Many organizations and programs contributed to this transformation:
- The International Planned Parenthood Federation and its member associations, which were the first to take on information, education, and communication (IEC) and advocacy for family planning programs;
- PATH, which pioneered the development and pretesting of illustrated materials for low-literate populations;
- The Academy for Education Development, which applied systematic approaches and tools to IEC for child survival and related interventions;
- Manoff Associates and Porter Novelli International, which brought professional advertising approaches to bear on health promotion;
- Population Services International, DKT Foundation, and the Futures Group, which experimented with different forms of social marketing;
- EngenderHealth, which focused on interpersonal communication and counseling for informed choice;
- Save the Children and CARE, which incorporated strong community participation and mobilization into local programs;
- The Rockefeller Foundation, which emphasized the role of communication to facilitate broad social change; and above all,
- USAID, which took the initiative in funding major strategic communication initiatives, such as the PCS project.

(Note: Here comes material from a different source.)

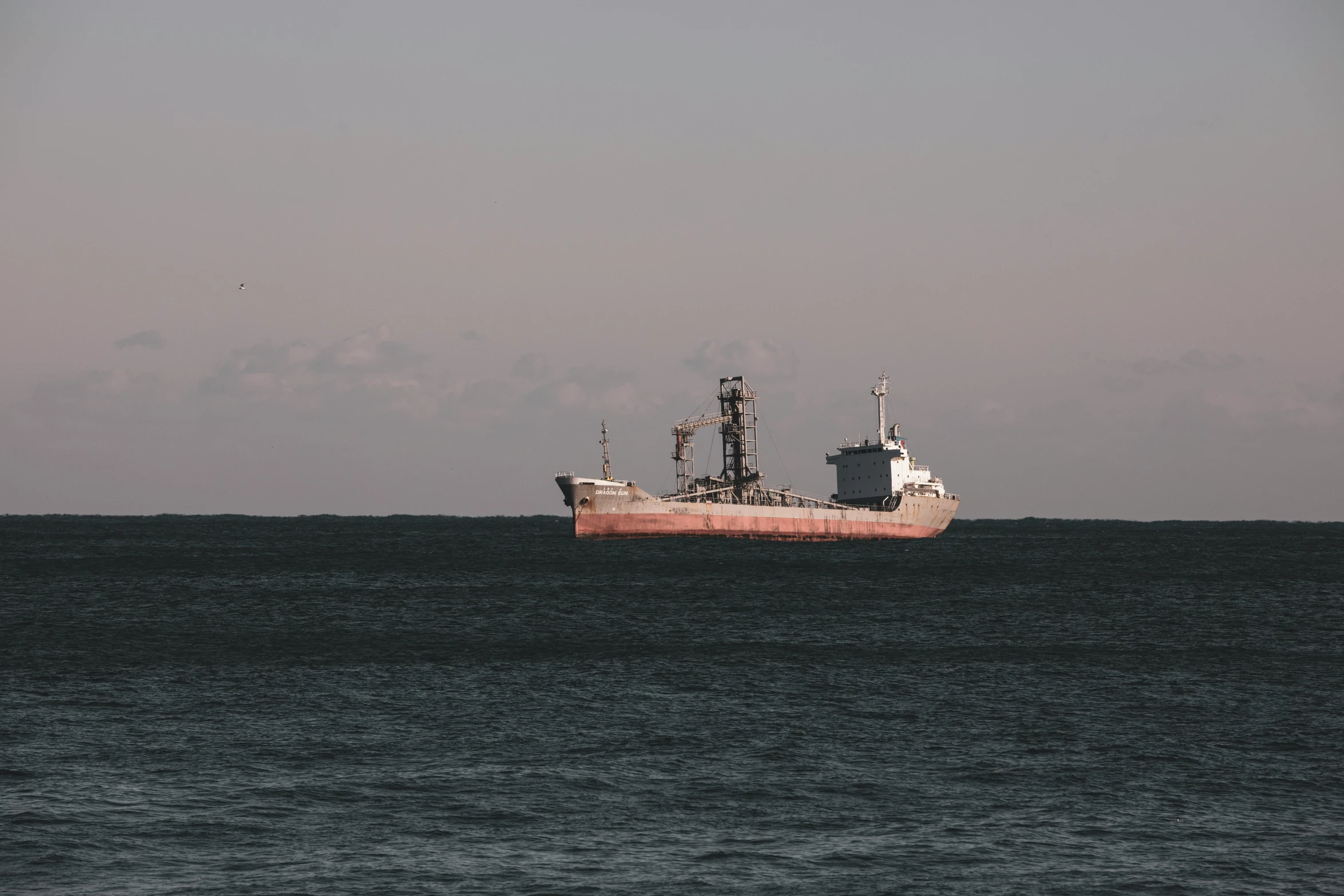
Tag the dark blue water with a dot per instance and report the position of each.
(432, 704)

Other institutions and donors also advanced important approaches and opportunities that raised the field of health communication to new importance.
From IEC (information, education and communication) to BCC (behavior change communication), from informed individual choice to social change and grassroots mobilization, from branding for ready recognition to empowering for personal and collective self-efficacy, from education to entertainment-education, from multimedia campaigns to strategic communication, health communication is a field on the move. Since 1982—and especially from 1995 to 2003 — the PCS project played a significant role in that movement. PCSobserved, implemented, learned, and documented many useful lessons and can serve other ongoing programs in the future.

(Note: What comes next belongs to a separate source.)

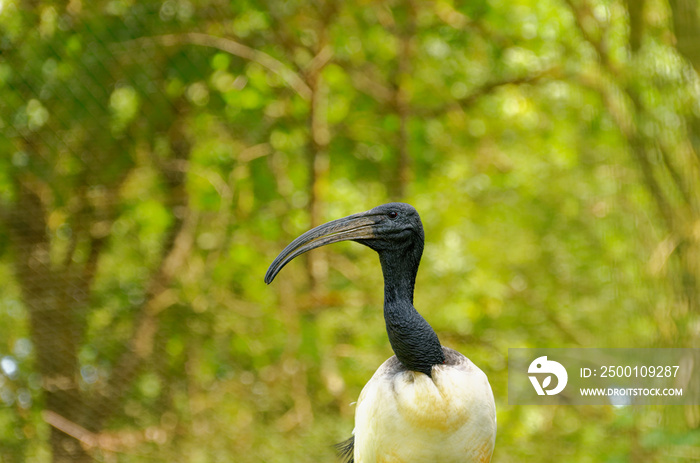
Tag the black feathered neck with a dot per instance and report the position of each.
(413, 340)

This report covers this progression and its challenges in a narrative fashion, appropriate to the real-world challenges of implementing a health communication program in the field. It proposes feasible actions that over the years helped PCS resolve some of the problems facing health communication programs at different stages. It also addresses the new directions health communication has taken over the last two decades. This report is designed to help organizations carry out effective communication programs by addressing step-by-step some of the major problems likely to arise and by focusing on problem-solving in the rapidly changing field of health communication.